There are several types of neural networks (NNs). Recurrent NNs (RNNs) can “remember” data and use past information for inferences. This article compares recurrent NNs with feed-forward NNs (FFNNs) that can’t remember, then digs into the concept of backpropagation through time (BPTT) and closes by looking at long short-term memory (LSTM) RNNs.

RNNs and FFNNs handle information in different ways. In a FFNN, information moves straight from the input layer to the hidden layers and to the output layer. As a result, FFNNs have no memory of previous inputs and are not useful for predicting the future. The only use of past information in an FFNN is for training. Once the network is trained, past information is not considered. FFNNs are used for classification and recognition tasks.

In an RNN, information moves through a loop. RNNs consider both the current input and what has been learned from previous inputs. A fixed weight parameter flows through the layers of a FFNN. In an RNN, deep learning occurs because the weight parameters depend on the results of earlier calculations. In an RNN, the hidden layer acts as the “memory.” RNNs are used for deep learning applications like natural language processing, path prediction from moving objects, financial predictions, and weather forecasting.

There are three types of weights used in an RNN. These include the input weights and the hidden-to-output weights, which are like the weights in an FFNN. However, an RNN adds a third type: the weights used for hidden-to-hidden recurrent connections that loop back toward the input (Figure 1).

Figure 1. Comparison of data flow in an RNN (left) and an FFNN (right). (Image: *Scalar*)

Backpropagation through time

Backpropagation (BP) is a foundational algorithm in machine learning (ML). In an NN, forward propagation is used for information traveling from the input to the output and then checking for any error. Backpropagation is used during training to find the gradient of an error function relative to the network’s weights.

A backpropagation algorithm steps backward through the layers to find the partial derivative of the errors relative to the weights. Those derivatives are then used by an algorithm called gradient descent that iteratively minimizes the errors. NN training is based on the process of adjusting the weights up or down using the combination of backpropagation and gradient descent that changes the weights as needed to decrease the error.

An RNN can be thought of as a sequence of NNs that are trained sequentially using backpropagation. In a fully recurrent neural network FRNN, the outputs of all neurons are connected to the inputs of all neurons. An FRNN is the most generalized RNN, and various other types of RNN can be derived by setting some of the connection weights to zero to indicate the lack of connection between corresponding neurons.

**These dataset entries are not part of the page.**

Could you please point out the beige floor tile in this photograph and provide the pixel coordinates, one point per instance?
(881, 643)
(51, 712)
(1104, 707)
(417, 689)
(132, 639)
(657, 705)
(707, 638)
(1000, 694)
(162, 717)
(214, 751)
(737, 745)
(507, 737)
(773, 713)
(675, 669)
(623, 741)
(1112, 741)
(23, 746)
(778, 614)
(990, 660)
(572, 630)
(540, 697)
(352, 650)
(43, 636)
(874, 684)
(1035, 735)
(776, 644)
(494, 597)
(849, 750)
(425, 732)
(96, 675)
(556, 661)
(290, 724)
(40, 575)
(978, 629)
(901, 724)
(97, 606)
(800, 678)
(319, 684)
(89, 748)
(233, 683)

Figure 2 illustrates the implementation of backpropagation in an RNN. The left cell shows the basic input, hidden, and output weights of U, V, and W, respectively. On the right, it’s “unfolded” to show the time progression of weight changes that occur using backpropagation and gradient descent.

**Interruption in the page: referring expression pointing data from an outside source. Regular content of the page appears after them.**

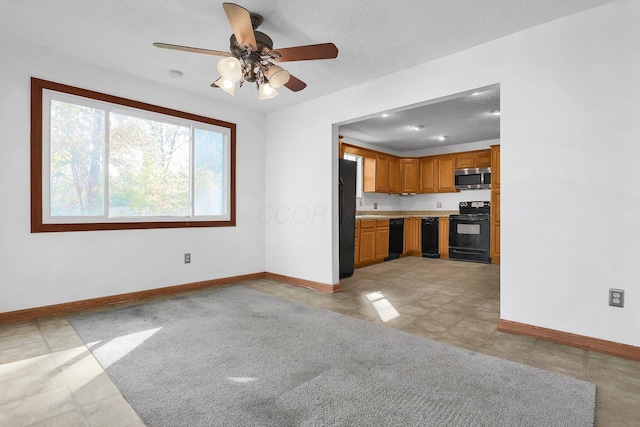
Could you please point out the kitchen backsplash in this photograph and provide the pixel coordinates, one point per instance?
(419, 202)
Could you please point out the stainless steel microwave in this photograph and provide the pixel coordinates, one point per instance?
(473, 178)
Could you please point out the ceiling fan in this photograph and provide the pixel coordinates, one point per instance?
(252, 56)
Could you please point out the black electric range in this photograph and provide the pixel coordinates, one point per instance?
(469, 238)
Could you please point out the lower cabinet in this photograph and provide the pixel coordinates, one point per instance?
(372, 241)
(443, 237)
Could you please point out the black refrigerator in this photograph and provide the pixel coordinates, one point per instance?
(347, 215)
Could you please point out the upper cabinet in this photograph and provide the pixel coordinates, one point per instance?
(393, 176)
(385, 173)
(473, 159)
(446, 178)
(428, 177)
(409, 174)
(495, 165)
(381, 174)
(437, 174)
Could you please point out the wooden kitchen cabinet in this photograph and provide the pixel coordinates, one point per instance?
(428, 176)
(445, 172)
(412, 236)
(494, 248)
(393, 175)
(437, 174)
(367, 242)
(409, 172)
(382, 239)
(473, 159)
(495, 166)
(372, 241)
(443, 237)
(382, 173)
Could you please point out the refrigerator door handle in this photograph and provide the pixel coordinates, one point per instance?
(340, 197)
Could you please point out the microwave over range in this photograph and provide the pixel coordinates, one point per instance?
(472, 178)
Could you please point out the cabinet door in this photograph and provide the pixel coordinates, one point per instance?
(443, 237)
(465, 160)
(409, 171)
(382, 173)
(393, 183)
(446, 180)
(382, 239)
(369, 174)
(428, 175)
(495, 166)
(484, 159)
(367, 241)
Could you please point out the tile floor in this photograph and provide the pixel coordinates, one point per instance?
(49, 378)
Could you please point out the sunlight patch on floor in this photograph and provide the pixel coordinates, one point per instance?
(117, 348)
(385, 309)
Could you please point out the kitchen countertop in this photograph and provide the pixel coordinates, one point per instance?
(402, 214)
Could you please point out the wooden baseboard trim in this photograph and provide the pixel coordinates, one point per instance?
(324, 287)
(69, 307)
(602, 346)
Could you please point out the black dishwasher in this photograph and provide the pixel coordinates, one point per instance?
(430, 241)
(396, 238)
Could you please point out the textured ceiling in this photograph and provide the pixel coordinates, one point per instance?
(374, 37)
(461, 119)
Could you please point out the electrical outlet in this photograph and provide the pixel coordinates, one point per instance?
(616, 297)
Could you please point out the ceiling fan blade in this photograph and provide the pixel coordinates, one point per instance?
(240, 21)
(294, 84)
(305, 53)
(192, 49)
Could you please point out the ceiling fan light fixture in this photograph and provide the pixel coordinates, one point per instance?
(267, 91)
(226, 85)
(230, 69)
(277, 76)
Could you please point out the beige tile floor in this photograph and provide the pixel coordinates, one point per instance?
(49, 378)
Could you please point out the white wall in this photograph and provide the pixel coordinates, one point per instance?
(570, 102)
(50, 268)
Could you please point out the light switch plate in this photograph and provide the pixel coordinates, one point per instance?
(616, 297)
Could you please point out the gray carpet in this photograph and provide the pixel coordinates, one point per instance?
(234, 356)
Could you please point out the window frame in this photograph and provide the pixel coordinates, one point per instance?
(38, 88)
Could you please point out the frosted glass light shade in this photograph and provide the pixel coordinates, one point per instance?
(266, 91)
(277, 76)
(226, 85)
(230, 69)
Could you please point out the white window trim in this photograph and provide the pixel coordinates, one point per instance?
(42, 221)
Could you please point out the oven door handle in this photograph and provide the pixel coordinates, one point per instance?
(467, 253)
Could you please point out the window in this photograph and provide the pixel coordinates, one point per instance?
(358, 160)
(101, 162)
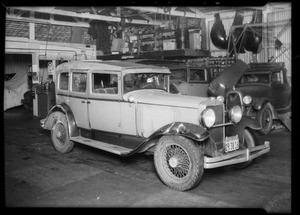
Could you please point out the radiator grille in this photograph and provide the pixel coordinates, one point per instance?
(217, 133)
(233, 98)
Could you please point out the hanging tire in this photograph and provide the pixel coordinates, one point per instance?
(248, 142)
(60, 136)
(178, 162)
(265, 118)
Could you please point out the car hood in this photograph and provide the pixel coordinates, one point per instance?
(159, 97)
(227, 79)
(255, 90)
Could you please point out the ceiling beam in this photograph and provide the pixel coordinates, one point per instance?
(45, 21)
(173, 12)
(88, 16)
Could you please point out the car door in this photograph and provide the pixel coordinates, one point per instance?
(104, 107)
(78, 98)
(281, 90)
(198, 81)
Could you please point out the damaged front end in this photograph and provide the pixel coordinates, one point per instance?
(238, 144)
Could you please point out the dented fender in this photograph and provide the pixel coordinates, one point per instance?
(47, 122)
(246, 122)
(189, 130)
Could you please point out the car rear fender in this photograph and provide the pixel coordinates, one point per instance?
(64, 108)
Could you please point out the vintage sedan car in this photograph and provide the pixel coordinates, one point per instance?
(265, 88)
(187, 79)
(126, 108)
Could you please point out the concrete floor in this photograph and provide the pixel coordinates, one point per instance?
(38, 176)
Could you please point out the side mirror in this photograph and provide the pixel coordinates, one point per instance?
(131, 99)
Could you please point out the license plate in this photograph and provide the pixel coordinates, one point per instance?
(231, 143)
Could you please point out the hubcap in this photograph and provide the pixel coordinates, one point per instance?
(177, 161)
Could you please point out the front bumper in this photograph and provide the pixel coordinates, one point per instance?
(236, 157)
(42, 123)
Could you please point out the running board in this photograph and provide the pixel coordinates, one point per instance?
(119, 150)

Figure 2. A basic cell (left) is “unfolded” on the right to show the time progression of weight changes. (Image: Wikipedia)

Long short-term memory

An LSTM is a type of RNN that provides a short-term memory that can last thousands of timesteps. An LSTM-RRN cell can process data sequentially and update the weights of its hidden state through time.

Theoretically, conventional RNNs can track long-term dependencies in the input sequence for an arbitrary length of time. In practice, however, when training a conventional RNN using backpropagation, the long-term gradients tend to be zero, which stops any learning. LSTM-RRN units are designed to fix the vanishing gradient problem by allowing gradients to flow with minimal attenuation. However, if not properly designed, LSTM can experience exploding gradients and increasing errors.

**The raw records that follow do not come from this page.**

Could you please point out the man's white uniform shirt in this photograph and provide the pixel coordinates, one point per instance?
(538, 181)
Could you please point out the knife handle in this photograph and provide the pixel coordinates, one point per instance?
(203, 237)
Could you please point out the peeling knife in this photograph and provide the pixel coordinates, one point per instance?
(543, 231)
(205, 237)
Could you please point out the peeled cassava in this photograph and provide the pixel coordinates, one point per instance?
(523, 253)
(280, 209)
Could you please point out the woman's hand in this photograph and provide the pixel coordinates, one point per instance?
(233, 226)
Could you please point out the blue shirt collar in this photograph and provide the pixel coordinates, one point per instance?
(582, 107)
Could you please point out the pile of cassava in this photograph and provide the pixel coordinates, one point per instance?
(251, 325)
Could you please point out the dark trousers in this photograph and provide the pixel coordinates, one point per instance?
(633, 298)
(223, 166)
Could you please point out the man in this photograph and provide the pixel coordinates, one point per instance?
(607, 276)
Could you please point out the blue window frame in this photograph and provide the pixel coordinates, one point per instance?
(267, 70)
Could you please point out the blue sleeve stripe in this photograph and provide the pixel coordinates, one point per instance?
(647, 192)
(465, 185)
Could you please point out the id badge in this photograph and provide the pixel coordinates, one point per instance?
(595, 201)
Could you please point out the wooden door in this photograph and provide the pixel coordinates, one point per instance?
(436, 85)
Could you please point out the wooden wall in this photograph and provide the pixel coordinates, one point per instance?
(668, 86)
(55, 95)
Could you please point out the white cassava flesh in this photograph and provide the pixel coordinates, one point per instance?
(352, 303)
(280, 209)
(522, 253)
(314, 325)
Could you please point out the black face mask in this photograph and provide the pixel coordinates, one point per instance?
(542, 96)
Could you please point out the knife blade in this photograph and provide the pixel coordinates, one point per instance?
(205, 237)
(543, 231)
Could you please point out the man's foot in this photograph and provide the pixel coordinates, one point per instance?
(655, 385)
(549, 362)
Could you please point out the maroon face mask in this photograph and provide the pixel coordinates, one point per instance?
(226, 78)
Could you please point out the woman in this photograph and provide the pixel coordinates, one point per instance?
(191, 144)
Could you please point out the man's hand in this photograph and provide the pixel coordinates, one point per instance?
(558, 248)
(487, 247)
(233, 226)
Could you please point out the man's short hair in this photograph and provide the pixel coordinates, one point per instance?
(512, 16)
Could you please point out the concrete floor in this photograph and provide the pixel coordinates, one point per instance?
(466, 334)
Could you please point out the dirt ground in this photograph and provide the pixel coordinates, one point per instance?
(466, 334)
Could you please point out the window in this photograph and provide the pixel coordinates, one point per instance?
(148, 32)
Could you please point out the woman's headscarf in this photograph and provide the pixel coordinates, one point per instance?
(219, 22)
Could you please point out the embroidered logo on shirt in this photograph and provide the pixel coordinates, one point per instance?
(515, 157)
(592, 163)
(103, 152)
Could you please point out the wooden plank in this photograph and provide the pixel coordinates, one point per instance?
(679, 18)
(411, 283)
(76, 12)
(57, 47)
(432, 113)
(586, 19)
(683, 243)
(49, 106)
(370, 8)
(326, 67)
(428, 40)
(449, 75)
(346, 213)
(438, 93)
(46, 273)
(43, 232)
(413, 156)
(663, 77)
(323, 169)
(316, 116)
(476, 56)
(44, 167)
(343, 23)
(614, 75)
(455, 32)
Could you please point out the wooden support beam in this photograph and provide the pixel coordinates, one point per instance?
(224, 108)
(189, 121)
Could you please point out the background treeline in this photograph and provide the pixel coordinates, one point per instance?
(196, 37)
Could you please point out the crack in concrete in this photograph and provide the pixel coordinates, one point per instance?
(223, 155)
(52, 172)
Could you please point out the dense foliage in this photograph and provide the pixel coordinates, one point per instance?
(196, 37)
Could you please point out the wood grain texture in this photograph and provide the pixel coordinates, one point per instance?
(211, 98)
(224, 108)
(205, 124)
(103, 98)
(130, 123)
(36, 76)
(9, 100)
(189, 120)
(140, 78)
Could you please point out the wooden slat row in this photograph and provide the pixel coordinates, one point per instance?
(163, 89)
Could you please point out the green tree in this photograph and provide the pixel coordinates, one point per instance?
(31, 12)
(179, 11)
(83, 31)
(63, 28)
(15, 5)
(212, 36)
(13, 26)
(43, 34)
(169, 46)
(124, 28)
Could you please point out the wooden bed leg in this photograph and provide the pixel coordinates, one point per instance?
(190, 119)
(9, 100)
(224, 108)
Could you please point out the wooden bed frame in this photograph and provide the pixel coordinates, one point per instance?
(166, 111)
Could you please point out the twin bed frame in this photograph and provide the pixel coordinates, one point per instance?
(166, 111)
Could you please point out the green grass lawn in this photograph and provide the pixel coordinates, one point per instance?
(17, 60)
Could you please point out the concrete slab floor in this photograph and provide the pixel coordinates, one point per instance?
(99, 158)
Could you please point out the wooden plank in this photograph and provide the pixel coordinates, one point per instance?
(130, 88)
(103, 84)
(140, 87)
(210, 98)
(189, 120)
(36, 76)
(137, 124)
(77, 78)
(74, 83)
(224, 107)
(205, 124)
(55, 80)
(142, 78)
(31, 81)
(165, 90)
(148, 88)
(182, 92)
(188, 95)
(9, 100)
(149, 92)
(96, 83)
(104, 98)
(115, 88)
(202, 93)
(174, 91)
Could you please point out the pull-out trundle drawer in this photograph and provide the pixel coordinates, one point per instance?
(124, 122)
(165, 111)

In an LSTM-RRN, an additional learning algorithm is added that learns when to remember and when to forget specific types of information. In addition to learning how to perform a specific function like natural language processing, an LSTM-RRN learns what information to remember to improve its long-term performance.

Summary

RRNs include a third weight that’s not found on FFNNs for hidden-to-hidden layer recurrent connections that loop back toward the input. Those hidden-to-hidden weights enable RRNs to learn from their mistakes and modify the weights during training. The techniques used during training are called backpropagation and gradient descent algorithms. In practical implementations, backpropagation can result in a vanishing gradient and an end to learning. LSTM-RRNs have been developed to solve the vanishing gradient problem and enable continuous learning.